The Royal Palace of Madrid
The Royal Palace of Madrid

Much is often said about the French Bourbons, whose reign was met with a messy and dramatic end at the guillotine in 1793, but what about their less notorious Spanish cousins? The Spanish Bourbons have a colorful history of their own – they were known as great patrons of the arts, but were also forced to abdicate by the Bonapartes, and experienced various upheavals. In honor of the 300 year anniversary of their reign (just this past April), we look at some of our favorite Bourbon monarchs, as well as the highlights of their rule.

 

Statue of King Charles III in Puerta del Sol - pay close attention to the inscription for a complete list of Charles III's accomplishments
Statue of King Charles III in Puerta del Sol – pay close attention to the inscription for a complete list of Charles III’s accomplishments

Perhaps the most intriguing Spanish Bourbon of all was Charles III, Philip’s eldest son who ruled briefly from 1759 to 1788. King Charles III is largely credited with transforming Madrid into the contemporary capital city that it is today. Sometimes referred to as the “Best Mayor of Madrid,” Charles III embraced the rationalist ideals of the Enlightenment and encouraged scientific research while also limiting the influence of the Church. He oversaw the construction of a network of roads leading to Madrid and made vast improvements to other Spanish cities, such as Seville where he initiated the building of several hospitals. Also known as a great patron of the arts, King Charles III moved and redesigned the Royal Botanical Gardens in Madrid and built the Prado Museum, which now houses the former Spanish royal collection of paintings and sculpture.

 

The Prado Museum
The Prado Museum

King Charles IV continued the tradition of artistic patronage when he ascended to the crown in 1788 after the death of his father Charles III. In 1789 King Charles IV made Francisco de Goya a court painter and finally anointed the celebrated Spanish artist with the title of First Court Painter in 1799. Goya’s famous Portrait of Charles IV and His Family was completed a year later in 1800 and is currently on display at the Prado Museum. Far from a flattering portrait of the royal family however, the Bourbons are enveloped by dark shadows and in a mundane palace setting, which alluded to the many troubles that were about to befall the next generation of Spanish Bourbons at the dawn of the 19th century.

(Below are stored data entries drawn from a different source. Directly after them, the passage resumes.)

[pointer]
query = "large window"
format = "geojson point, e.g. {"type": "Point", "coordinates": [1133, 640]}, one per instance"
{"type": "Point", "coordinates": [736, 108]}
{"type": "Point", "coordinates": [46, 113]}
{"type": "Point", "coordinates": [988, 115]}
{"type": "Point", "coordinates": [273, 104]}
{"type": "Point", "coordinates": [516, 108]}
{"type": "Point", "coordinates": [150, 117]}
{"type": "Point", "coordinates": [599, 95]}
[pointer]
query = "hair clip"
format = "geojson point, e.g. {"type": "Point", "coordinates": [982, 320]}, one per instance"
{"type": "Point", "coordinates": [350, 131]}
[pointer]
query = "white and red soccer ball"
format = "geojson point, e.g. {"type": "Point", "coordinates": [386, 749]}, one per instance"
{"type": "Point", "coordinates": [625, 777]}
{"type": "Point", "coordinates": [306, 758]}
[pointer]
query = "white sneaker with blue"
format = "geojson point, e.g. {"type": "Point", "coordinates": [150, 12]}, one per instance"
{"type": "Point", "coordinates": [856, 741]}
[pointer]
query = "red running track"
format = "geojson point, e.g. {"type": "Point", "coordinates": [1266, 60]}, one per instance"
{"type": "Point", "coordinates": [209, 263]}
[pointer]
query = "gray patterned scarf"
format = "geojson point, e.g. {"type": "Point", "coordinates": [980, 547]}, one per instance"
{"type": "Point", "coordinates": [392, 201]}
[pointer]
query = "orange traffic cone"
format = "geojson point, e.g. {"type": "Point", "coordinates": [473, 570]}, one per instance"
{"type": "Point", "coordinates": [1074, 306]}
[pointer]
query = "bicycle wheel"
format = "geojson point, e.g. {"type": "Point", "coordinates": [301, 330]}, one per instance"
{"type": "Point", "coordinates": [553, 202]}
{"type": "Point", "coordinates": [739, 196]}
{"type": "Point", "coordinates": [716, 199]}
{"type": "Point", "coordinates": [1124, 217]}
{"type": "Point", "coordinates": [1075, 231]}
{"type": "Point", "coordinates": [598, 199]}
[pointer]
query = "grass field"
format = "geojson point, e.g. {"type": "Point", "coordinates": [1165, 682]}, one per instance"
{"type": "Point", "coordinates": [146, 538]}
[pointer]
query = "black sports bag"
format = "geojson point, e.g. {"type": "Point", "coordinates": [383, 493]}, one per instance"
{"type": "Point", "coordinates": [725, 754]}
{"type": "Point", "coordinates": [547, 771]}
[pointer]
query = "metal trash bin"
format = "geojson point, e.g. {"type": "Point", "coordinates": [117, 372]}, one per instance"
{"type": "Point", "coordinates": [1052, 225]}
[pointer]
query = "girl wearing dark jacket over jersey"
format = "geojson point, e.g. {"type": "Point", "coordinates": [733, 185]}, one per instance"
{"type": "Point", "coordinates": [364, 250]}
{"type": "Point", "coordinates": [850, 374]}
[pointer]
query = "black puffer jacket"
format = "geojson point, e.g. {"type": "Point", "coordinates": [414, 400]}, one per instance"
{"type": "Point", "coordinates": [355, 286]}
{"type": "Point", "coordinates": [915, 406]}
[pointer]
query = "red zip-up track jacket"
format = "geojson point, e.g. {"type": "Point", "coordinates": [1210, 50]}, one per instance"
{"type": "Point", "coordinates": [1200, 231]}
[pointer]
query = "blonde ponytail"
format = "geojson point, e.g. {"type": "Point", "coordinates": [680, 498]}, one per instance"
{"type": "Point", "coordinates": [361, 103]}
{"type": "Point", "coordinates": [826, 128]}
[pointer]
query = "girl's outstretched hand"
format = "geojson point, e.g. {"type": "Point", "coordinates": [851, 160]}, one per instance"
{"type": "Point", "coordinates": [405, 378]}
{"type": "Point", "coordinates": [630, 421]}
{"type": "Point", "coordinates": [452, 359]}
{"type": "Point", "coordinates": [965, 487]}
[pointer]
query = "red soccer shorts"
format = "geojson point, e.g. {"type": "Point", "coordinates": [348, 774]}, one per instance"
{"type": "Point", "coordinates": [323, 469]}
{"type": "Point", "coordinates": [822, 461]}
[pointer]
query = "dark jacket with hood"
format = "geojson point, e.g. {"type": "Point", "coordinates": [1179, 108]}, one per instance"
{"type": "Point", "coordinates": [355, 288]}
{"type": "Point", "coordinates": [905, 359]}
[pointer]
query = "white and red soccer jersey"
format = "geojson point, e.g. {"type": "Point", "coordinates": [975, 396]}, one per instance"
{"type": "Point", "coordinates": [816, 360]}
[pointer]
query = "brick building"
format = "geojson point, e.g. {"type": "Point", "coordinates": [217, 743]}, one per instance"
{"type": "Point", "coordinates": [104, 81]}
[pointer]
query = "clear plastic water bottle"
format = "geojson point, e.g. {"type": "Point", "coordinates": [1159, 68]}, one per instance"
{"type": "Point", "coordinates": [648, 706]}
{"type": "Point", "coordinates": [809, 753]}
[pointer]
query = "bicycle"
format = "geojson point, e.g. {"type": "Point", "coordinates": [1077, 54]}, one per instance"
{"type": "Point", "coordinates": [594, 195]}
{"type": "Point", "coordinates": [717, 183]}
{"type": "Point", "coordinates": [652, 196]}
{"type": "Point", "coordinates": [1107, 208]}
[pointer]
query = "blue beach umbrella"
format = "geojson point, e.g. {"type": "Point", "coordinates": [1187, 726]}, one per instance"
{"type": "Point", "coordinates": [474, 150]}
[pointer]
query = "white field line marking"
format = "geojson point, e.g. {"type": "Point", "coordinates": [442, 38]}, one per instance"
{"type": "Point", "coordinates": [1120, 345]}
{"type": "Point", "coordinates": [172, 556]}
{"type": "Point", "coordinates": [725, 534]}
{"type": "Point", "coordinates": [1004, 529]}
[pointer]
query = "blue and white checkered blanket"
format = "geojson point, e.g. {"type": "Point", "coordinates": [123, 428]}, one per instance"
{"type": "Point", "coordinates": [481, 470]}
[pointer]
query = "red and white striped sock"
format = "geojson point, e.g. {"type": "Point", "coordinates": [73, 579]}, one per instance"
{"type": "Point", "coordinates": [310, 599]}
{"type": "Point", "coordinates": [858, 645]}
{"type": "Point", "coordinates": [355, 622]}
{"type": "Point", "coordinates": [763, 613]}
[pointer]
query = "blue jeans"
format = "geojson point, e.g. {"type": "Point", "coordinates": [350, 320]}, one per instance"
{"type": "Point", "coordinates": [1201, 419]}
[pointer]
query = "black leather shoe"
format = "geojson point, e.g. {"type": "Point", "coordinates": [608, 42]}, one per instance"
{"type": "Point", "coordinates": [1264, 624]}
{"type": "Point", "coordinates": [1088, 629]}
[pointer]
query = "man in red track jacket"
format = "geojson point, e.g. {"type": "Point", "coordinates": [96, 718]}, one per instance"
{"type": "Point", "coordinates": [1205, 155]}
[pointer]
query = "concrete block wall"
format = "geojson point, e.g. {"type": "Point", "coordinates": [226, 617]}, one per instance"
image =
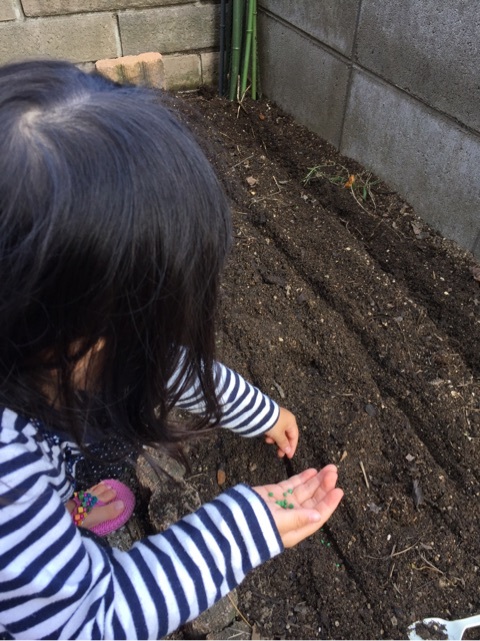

Within the next decade, Ferdinand, Charles IV’s eldest surviving son, lead a failed coup d’état and was later forced to abdicate the throne in favor of Joseph Bonaparte, the brother of France’s Emperor Napoleon I. Throughout the 19th and early 20th centuries, the Spanish Bourbons faced many shifting power struggles and were even deposed twice. Under the constitutional monarchy of King Juan Carlos I, directly descended on both sides from the original King Philip, the Bourbons were finally restored to power in 1975 after the death of Spanish dictator Francisco Franco.